I’ve found an easy solution for storing picks. I use plastic cases with many compartments. The type used for jewelry. They are perfect for placing picks of the same color and brand. An important point to make here is – picks have to breathe. Celluloid is porous. Take ’em out for air occasionally. In time, if they stay all cooped up they become dry, brittle and break easily.
As for displaying your new-found friends, care is also paramount. Celluloid, being a finicky element, must be kept away from moisture. Avoid common transparent tape, the glue will do irreversible damage in the long run. For displaying, I like to use archival photo slide sheets (top mounting). The clear plastic enables one to view both sides of the pick. They fit into an ordinary three-ring binder for easy storage and transport. Other methods include mounting picks on large display boards, but make sure to use archival tape. Placing picks of the same heritage together in a frame makes an attractive gift. Try not to make any display permanent, as a collection grows you might want to shift your picks from one spot to another.
I was tempted not to broach this subject, but as we live in a mercenary world, I suppose I must.
As with anything old, collectible, no longer available, or just plain “I gotta have that at any price!,” value is in the eye (or more precisely in the pocketbook) of the beholder. If someone is willing to shell out $75 for a plastic Halloween pumpkin from McDonalds, I suppose someone might do the same for a genuine Eric Clapton pick.
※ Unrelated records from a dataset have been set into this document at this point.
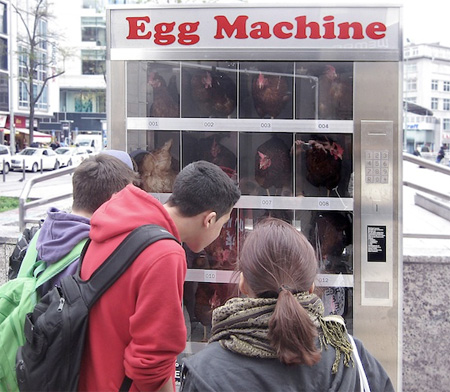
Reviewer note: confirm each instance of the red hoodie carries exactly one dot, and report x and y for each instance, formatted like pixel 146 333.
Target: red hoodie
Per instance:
pixel 137 327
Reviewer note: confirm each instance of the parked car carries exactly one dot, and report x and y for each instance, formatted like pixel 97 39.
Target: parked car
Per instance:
pixel 71 156
pixel 34 158
pixel 5 159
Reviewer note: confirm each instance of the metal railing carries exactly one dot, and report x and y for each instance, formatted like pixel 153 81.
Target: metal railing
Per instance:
pixel 24 206
pixel 432 166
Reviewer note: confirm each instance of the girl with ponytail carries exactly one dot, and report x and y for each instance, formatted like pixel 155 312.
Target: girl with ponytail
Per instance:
pixel 277 337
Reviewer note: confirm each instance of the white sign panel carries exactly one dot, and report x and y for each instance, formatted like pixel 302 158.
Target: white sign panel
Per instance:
pixel 185 29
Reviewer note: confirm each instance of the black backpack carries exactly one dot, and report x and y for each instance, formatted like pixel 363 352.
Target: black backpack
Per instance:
pixel 55 332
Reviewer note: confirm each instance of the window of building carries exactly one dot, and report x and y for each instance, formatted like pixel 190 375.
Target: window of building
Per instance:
pixel 411 68
pixel 4 54
pixel 411 85
pixel 4 92
pixel 93 62
pixel 3 19
pixel 23 94
pixel 434 103
pixel 93 29
pixel 92 101
pixel 446 104
pixel 446 124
I believe picks were designed for a purpose. There is beauty in their simplicity. But invariably when used they wear out and die. Therefore, if it’s a mint piece as with any commodity, someone’s going to charge and someone will probably pay. I’d hate to see pick collecting go the route of vintage guitars and amps. Eh, c’est la vie.
Wrapping Up the Picks
Pick collecting is far from a new enterprise. Guitar Player has had several articles about picks dating back to 1975. I came to pick collecting searching for a sound of my youth. I found a vast tract of uncharted and undiscovered information. I’m in this for fun, not profit. As vintage guitars, amps and effects have become beyond the grasp of the everyday player and into the vaults and display cases of deep pocketed collectors, the humble pick satisfies the “collecting jones.” And at a mere pittance. There are so many avenues to go down. You can specialize in one or more areas and never tire of the seemingly endless stages of the pick. And, someone is always trying to build a better mousetrap …er, pick.
Oh, and what’s my favorite pick, you ask? I bought a gross of Fender #351 in medium in 1970 in a clear plastic box. No trademark after the Fender logo. I’ve still got some left and I cherish every one of these babies.